Bumblebee populations are also declining. Image: Shutterstock
Sublethal doses affect bees by impairing their ability to find their way home.
Two new studies from France and the UK have suggested that neonicotinoid insecticides may be wiping out bees by reducing the numbers of queens and affecting the workers’ ability to gather food.
Neonicotinoid insecticides get rid of pests by affecting their central nervous systems and have become one of the most widely used crop pesticides in the world since their introduction in the 1990s. Both studies, published in Science, have shown that they can spread to nectar and pollen of flowering crops and affect bees.
It isn’t just honeybee populations that are plummeting; bumblebees have also been affected, according to Dave Goulson of The University of Stirling in the UK. “In North America, several bumblebee species which used to be common have more or less disappeared from the entire continent,” he said.
“In the U.K., three species have gone extinct.”
One effect of these insecticides on bumblebee colonies is that they don’t bring in as much food, according to researchers from the University of Stirling. By weighing the bees at the beginning and end of a six-week foraging period, they found that the treated colonies were eight to 12 per cent smaller than the control colonies.
The treated colonies also produced 85 per cent fewer queens, which would affect the establishment of new nests and the colony’s survival. “The use of neonicotinoid pesticides on flowering crops clearly poses a threat to their health, and urgently needs to be re-evaluated,” said Goulson.

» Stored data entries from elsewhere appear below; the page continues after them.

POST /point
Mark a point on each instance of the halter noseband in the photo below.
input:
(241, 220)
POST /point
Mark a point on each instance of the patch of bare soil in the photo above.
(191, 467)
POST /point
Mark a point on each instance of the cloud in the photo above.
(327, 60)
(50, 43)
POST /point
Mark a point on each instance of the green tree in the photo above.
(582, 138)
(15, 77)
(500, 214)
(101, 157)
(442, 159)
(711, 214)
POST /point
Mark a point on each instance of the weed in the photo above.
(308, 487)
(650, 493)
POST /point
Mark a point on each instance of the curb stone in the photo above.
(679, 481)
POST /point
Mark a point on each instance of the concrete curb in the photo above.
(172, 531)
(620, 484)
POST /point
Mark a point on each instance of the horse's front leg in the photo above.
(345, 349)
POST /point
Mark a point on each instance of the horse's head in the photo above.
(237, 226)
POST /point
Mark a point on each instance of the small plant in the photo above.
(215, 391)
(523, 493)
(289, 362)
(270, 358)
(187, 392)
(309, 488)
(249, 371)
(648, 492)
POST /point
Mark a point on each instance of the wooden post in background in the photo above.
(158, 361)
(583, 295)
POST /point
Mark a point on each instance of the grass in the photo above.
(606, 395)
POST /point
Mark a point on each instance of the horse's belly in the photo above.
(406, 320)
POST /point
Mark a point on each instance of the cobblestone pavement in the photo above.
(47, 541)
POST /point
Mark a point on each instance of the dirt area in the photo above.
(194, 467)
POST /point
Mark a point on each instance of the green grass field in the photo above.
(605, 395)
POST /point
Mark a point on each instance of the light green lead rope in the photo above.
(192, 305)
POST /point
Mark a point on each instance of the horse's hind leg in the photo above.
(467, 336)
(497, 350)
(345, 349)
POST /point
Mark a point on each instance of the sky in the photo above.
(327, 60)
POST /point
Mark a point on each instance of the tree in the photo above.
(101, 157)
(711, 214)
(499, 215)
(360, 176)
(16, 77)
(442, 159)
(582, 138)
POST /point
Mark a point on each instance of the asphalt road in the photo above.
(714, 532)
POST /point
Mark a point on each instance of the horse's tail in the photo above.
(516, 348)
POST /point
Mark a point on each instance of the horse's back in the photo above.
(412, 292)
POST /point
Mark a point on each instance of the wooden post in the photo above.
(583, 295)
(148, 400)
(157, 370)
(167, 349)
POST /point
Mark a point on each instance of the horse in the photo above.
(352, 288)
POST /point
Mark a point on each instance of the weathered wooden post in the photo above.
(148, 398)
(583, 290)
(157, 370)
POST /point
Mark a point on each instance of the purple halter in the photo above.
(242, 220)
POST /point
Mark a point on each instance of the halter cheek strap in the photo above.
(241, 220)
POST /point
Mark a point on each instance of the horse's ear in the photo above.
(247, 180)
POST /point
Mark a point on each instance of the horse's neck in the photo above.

Researchers from the French National Institute for Agricultural Research (INRA) focused on honeybees and found that exposure to the pesticide thiamethoxam impaired the bees’ homing ability. By tracking the bees with RFID microchips, they found that the bees were two to three times more likely to die away from their nests.

Collecting honeybees at the entrance of an RFID beehive. Image © Science/AAAS
The researchers then incorporated this data into a mathematical model that simulated population dynamics. The model predicted that populations affected by the pesticide would drop to a point from which it would be difficult to recover.
The doses the bees were given in both cases were sublethal. So while manufacturers keep pesticide doses below lethal limits, smaller doses may kill the bees indirectly.
This raises important issues for pesticide authorisation procedures, Mikaël Henry of INRA said. “So far, they mostly require manufacturers to ensure that doses encountered on the field do not kill bees, but they basically ignore the consequences of doses that do not kill them but may cause behavioural difficulties.”